I switched to vt in /boot/loader.conf, rebooted and - using kbdmap(1) - set both ch.kbd and ch.acc.kbd. Unfortunately no improvement over syscons. For these tries I didn't try different fonts, however is it really necessary to set the charset for every single user in his/her ~/.login_conf?

I've had so many cool new experiences with FreeBSD, but it seems in 2014 the installer can't set up (this layout) ending up with a properly-set-up keymap at first boot. But I'd really like to hunt this down.


----------



## msi (Jan 5, 2015)

I didn't investigate further for some time, but there are at least 2-3 things that I found out:

In short: As of writing on 10.1-RELEASE Altgr+1 on a Swiss keyboard, without additional changes than the keymap (no font or console changes) gets you a pipe symbol. FreeBSD's keymaps currently produce  ¦ on syscons(4)) or | vt(4) (why is there this difference?!)

Longer story: In all these years of using Swiss computer keyboards I always used Altgr+7 to get the "pipe" symbol and never paid attention to "|" vs. "¦". It doesn't seem every OS out there handles the input and display of these 2 characters the same. Worse: Some keyboard swap the labeling ... (I compared with 2 keyboards and asked a friend to confirm to confirm I was in sober state)

Coming from Linux I had to bump my head against syscons being ASCII-only, that is what is causing me problems.

syscons(4)'s default font can't display non-ASCII character, that's why you have to switch them.
vt(4) is Unicode UTF-8. It so should support i.e. German Umlaute like "ä". 
Just switching to vt by adding to loader.conf doesn't yet allow to use such characters. (hope to update once I'm more certain).
The thing I currently see is that UTF-8 keymap seem not yet fully implemented as per https://wiki.freebsd.org/Newcons.

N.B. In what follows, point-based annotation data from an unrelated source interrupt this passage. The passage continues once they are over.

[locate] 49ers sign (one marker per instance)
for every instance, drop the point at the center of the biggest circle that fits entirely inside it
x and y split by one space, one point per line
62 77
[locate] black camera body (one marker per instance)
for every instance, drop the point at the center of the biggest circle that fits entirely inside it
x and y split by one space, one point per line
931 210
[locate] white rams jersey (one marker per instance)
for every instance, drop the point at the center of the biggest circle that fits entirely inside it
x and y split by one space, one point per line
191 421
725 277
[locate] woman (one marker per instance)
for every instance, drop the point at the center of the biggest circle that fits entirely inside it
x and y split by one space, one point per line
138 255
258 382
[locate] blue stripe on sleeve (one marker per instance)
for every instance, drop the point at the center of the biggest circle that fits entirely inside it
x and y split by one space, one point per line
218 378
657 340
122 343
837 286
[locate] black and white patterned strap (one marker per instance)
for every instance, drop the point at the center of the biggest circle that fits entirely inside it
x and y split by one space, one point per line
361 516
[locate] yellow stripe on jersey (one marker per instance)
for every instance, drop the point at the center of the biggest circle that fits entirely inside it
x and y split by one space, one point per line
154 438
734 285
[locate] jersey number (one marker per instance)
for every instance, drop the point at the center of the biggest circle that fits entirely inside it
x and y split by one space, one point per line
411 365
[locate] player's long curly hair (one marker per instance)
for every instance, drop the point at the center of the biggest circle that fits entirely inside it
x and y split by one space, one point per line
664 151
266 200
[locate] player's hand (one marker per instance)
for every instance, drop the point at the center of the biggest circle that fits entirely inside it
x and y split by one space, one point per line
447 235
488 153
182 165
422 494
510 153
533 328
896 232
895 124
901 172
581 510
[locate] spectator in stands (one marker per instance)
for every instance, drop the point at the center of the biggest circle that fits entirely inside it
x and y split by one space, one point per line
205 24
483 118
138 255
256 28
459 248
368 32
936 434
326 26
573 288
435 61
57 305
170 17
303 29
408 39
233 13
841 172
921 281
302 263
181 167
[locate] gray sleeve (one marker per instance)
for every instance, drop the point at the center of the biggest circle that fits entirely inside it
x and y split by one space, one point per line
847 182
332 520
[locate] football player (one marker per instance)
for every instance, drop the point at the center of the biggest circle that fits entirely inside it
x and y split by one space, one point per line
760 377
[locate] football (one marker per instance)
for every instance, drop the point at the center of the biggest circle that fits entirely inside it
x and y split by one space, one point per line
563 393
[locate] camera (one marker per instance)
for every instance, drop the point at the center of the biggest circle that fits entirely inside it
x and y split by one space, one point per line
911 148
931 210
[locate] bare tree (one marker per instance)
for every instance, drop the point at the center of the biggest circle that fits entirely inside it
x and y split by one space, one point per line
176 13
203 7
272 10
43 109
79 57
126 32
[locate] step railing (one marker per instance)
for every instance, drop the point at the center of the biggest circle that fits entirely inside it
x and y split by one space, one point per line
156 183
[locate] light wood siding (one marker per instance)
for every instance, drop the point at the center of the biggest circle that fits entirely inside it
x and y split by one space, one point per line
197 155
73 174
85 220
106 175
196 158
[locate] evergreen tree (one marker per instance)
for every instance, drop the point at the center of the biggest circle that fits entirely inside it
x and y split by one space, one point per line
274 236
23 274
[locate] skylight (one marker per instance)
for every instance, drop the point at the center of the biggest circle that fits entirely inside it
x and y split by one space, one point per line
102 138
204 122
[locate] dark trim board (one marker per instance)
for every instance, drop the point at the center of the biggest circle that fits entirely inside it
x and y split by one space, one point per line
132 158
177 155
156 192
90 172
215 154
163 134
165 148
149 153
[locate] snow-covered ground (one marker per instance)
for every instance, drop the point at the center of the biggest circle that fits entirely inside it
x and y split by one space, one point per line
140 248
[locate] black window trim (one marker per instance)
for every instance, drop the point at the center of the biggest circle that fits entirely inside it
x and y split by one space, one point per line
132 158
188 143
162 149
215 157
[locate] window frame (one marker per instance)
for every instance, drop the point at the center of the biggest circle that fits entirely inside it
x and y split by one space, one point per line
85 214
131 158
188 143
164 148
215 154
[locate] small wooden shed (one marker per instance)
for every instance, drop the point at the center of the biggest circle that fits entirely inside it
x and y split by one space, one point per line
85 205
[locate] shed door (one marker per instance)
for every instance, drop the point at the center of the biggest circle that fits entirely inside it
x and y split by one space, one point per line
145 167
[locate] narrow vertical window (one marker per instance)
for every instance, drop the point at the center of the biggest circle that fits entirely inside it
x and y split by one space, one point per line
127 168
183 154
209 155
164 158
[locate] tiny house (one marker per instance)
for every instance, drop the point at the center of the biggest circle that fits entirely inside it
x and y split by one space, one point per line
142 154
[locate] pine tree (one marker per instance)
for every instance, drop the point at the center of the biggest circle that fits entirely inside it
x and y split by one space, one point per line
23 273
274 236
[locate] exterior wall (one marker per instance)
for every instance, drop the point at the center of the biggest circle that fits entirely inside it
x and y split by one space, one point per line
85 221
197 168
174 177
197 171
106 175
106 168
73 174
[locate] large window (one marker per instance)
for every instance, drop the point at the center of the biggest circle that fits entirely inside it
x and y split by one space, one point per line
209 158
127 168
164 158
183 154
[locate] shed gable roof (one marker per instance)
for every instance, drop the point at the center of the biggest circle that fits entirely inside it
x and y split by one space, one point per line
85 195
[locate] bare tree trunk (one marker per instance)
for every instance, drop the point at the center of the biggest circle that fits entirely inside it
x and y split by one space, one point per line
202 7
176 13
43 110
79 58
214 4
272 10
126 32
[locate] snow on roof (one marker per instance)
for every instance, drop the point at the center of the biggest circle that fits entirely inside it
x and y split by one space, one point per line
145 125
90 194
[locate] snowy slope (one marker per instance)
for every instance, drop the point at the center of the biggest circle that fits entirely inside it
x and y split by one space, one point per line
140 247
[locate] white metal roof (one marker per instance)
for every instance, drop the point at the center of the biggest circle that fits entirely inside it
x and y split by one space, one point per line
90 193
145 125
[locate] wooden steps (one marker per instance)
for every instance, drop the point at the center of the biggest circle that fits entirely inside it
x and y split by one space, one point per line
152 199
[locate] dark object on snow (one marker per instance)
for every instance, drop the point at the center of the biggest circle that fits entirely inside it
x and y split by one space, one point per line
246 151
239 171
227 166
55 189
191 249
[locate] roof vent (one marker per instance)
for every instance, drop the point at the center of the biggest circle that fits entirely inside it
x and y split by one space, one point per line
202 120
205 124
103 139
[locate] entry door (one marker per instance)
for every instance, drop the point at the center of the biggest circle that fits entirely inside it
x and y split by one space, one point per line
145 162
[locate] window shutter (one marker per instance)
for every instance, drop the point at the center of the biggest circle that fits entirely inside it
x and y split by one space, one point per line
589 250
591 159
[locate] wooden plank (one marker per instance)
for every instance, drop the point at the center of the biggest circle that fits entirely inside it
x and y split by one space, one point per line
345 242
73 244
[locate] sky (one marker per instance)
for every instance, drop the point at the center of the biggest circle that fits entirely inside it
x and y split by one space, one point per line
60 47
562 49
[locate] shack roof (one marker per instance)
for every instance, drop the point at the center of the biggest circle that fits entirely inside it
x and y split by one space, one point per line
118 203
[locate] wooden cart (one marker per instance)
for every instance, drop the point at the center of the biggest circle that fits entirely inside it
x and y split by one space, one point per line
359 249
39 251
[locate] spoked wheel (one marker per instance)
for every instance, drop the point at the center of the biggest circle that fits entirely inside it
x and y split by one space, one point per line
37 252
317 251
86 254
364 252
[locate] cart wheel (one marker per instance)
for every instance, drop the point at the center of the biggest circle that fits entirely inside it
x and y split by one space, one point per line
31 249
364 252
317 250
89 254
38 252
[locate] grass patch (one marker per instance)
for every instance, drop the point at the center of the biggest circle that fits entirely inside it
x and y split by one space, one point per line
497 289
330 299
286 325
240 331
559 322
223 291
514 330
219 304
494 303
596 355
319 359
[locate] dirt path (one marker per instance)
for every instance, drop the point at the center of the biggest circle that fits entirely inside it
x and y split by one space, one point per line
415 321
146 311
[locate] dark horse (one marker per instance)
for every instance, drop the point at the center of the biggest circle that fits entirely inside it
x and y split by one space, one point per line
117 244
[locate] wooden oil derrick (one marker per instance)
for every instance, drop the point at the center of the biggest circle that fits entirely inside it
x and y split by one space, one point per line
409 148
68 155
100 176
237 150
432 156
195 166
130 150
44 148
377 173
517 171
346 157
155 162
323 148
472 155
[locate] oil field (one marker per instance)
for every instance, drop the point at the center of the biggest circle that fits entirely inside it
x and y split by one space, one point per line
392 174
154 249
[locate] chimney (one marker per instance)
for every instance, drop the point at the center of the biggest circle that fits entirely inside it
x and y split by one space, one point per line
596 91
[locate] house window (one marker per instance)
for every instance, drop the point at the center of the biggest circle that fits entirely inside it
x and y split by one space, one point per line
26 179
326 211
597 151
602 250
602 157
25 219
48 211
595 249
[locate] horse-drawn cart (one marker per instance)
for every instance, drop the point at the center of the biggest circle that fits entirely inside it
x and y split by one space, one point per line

I'll try to update this post with more correct information in the future - at least I hope so.


----------



## chrbr (Jan 6, 2015)

Dear msi,
I have configured my locale to de_DE.UTF-8. The plain console running sh does not support entering Umlaute from the keyboard. But in csh I can enter Umlaute using the keyboard. May be this is an option which suits your needs in the meantime. BTW: nvi launched from sh allows input of Umlaute from the keyboard.


----------